There’s the usual raft of major-studio pictures set to open just days or weeks after their TIFF premieres — “The Brave One”, “The Jane Austen Book Club”, “Into the Wild”, “In the Valley of Elah”, “Lust, Caution”, “Silk”, “Across the Universe” and Cronenberg’s “Eastern Promises”, which offers a Viggo Mortensen fight sequence that is almost certain to be shredded by the MPAA in order to get an R rating. I predict a huge audience for the unrated DVD.
Paul Schrader’s latest picture is a Gala, and so, somehow, is Renny Harlin’s. I would dearly love to get Harlin and Schrader in a room together to discuss their conjoined but distinctly different “Exorcist” prequels; perhaps that’ll be my challenge for the festival.

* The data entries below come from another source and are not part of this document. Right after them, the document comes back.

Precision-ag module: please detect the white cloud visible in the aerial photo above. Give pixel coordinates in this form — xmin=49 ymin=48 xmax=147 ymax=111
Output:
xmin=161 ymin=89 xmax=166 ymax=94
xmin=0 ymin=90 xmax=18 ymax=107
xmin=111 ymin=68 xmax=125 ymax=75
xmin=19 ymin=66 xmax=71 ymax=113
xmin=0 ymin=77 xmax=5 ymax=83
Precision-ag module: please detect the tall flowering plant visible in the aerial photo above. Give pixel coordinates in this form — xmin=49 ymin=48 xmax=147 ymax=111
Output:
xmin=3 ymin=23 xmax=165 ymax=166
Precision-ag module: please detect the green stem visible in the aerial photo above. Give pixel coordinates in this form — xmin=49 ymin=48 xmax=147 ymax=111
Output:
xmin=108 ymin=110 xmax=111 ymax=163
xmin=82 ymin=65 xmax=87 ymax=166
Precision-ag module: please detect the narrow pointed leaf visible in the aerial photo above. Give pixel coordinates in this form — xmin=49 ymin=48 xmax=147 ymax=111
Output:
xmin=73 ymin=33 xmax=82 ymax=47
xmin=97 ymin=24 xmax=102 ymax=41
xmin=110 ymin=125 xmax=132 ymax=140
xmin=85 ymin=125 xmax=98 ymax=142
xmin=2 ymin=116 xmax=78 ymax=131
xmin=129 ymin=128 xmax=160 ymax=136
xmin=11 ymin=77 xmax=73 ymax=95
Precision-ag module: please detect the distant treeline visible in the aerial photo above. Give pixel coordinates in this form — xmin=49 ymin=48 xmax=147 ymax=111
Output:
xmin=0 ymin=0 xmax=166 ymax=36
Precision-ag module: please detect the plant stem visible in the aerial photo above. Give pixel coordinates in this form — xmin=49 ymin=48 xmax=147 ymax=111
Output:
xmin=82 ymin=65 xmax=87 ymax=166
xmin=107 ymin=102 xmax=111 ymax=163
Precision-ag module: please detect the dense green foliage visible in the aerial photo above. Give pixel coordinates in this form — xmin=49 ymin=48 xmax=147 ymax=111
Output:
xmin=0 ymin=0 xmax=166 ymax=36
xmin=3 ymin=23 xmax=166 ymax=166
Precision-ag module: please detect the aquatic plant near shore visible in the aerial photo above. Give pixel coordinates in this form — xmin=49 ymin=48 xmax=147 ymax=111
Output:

I’m particularly intrigued by the Dialogues program, in which guests of the fest present personal favorites, and discuss them with the audience. This year’s highlight, beyond question, will be a screening of Bergman’s “The Virgin Spring”, introduced by none other than Max von Sydow; I’ll be clearing my calendar for that one.
Oh, and buried in the Contemporary World Cinema selections, we have “Run, Fat Boy, Run”, un film de David Schwimmer. Still, anything that brings Simon Pegg back to town is cool beans in my ledger.